Character is measured by one’s fearlessness in choosing what is right no matter how arduous, how grotesque, even when the path leads to self-destruction. Jose, Doy, and Teroy were the voices of dissent when there were popular choices unmistakably easy. These formidable Laurels had earned through their struggles and actions, laurels of character.

So as the Student Affairs Dean leads this administration’s “renewal and transition phase” of what is supposed to be an independent student paper, perhaps there should also be a “renewal and transition phase” for the whole university. Lyceum can cease pretending that it is still a sentinel of free, independent thinking. Perhaps it is time to admit that it has become a booming business, a towering corporation, a diploma factory where mindless drones are manufactured. Veritas et fortitudo? Truth and courage? Those principles are but letters on a logo, made by the university’s marketing department then splashed on flyers, brochures, and uniforms without meaning or soul.
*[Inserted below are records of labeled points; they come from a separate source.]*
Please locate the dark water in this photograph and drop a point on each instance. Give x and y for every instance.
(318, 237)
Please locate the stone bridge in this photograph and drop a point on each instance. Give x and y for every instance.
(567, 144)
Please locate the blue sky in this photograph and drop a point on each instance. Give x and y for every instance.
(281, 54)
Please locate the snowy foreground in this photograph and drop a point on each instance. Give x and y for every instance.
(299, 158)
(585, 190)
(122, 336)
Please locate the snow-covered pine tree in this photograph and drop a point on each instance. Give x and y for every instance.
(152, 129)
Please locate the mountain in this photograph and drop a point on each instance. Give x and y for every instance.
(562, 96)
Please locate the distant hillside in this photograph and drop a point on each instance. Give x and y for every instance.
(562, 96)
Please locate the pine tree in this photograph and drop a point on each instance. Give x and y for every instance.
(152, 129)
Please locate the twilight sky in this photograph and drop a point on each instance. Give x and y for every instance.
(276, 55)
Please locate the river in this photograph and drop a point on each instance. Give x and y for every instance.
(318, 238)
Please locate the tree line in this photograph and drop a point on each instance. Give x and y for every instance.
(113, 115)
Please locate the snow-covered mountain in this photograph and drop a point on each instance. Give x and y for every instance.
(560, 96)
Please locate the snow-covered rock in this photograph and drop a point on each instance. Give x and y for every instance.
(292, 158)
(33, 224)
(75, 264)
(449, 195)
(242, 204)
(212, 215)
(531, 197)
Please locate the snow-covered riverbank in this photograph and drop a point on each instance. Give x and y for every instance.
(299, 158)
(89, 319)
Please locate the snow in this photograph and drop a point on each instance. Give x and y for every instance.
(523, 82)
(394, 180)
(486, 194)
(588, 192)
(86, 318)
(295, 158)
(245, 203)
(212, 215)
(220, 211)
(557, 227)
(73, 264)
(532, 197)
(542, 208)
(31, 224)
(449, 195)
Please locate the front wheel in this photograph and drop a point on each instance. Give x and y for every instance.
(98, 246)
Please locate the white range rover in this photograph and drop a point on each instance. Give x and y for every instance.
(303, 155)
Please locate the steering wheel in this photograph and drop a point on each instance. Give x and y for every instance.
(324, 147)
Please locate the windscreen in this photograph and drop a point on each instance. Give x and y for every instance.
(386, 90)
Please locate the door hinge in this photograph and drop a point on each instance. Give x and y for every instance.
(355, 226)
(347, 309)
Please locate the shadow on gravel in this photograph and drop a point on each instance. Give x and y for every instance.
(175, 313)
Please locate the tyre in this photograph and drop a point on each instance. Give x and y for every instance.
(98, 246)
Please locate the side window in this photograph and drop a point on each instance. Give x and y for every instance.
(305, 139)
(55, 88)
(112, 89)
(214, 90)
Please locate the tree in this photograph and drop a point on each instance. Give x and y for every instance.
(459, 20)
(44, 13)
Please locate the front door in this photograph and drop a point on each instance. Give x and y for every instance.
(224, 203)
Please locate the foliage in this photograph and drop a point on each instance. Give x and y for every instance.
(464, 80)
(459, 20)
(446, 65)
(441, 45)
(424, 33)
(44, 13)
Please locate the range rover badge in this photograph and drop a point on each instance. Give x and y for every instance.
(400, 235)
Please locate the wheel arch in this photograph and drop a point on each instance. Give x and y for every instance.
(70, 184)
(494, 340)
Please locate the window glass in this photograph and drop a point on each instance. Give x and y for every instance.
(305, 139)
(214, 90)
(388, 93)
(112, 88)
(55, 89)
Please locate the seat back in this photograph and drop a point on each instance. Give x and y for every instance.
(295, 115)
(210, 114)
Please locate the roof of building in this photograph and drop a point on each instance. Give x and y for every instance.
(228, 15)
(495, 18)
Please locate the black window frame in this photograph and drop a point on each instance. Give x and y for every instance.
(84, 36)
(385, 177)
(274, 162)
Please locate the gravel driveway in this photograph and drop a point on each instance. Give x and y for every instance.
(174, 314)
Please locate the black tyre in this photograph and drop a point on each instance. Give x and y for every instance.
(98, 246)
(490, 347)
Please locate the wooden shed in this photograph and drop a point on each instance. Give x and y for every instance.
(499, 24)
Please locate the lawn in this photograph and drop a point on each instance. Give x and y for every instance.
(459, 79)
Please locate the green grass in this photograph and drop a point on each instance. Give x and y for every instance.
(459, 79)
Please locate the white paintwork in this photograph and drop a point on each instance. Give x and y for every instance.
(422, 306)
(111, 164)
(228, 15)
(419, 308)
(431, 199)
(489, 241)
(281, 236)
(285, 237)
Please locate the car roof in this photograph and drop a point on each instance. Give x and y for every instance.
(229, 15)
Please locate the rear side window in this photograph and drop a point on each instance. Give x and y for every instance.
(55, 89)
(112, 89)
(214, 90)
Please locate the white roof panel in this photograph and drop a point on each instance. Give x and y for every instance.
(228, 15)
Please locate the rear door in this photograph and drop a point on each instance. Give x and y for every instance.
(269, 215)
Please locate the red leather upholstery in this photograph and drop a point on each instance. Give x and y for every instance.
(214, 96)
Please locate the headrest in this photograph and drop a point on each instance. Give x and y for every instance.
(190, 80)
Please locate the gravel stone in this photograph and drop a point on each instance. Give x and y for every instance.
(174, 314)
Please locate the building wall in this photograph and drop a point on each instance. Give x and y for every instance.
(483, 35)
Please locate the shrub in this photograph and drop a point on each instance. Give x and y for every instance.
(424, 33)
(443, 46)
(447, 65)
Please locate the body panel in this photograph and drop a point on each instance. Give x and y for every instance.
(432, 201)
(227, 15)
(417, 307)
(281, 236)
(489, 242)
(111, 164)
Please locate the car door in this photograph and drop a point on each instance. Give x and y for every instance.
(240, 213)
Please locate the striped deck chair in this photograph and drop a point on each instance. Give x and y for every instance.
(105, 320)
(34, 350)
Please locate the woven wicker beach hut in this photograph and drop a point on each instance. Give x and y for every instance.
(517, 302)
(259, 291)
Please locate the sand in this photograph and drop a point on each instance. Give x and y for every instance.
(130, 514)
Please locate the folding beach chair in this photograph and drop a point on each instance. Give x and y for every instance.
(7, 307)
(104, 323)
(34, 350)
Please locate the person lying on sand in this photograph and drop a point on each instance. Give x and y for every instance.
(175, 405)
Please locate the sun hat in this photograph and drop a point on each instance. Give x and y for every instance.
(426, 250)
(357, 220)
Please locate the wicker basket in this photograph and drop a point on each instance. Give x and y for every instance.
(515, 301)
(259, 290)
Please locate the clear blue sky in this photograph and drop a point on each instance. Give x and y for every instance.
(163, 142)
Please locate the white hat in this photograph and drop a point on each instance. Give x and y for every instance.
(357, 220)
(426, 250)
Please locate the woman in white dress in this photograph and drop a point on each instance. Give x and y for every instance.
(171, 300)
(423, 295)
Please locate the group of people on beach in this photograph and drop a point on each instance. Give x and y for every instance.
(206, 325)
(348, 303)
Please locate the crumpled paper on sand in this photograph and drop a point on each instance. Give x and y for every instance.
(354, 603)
The troublesome voices of dissent and debate in the university have been silenced. The spirits of the great Laurels no longer walk, argue, and dispute within its halls. One day there will be other Joses, other Doys, other Teroys. However, their reincarnations will definitely not come from Lyceum — where freedom, integrity, courage, and character is dead.

We truly live in a time when opposition is no longer welcome. 1984 has come.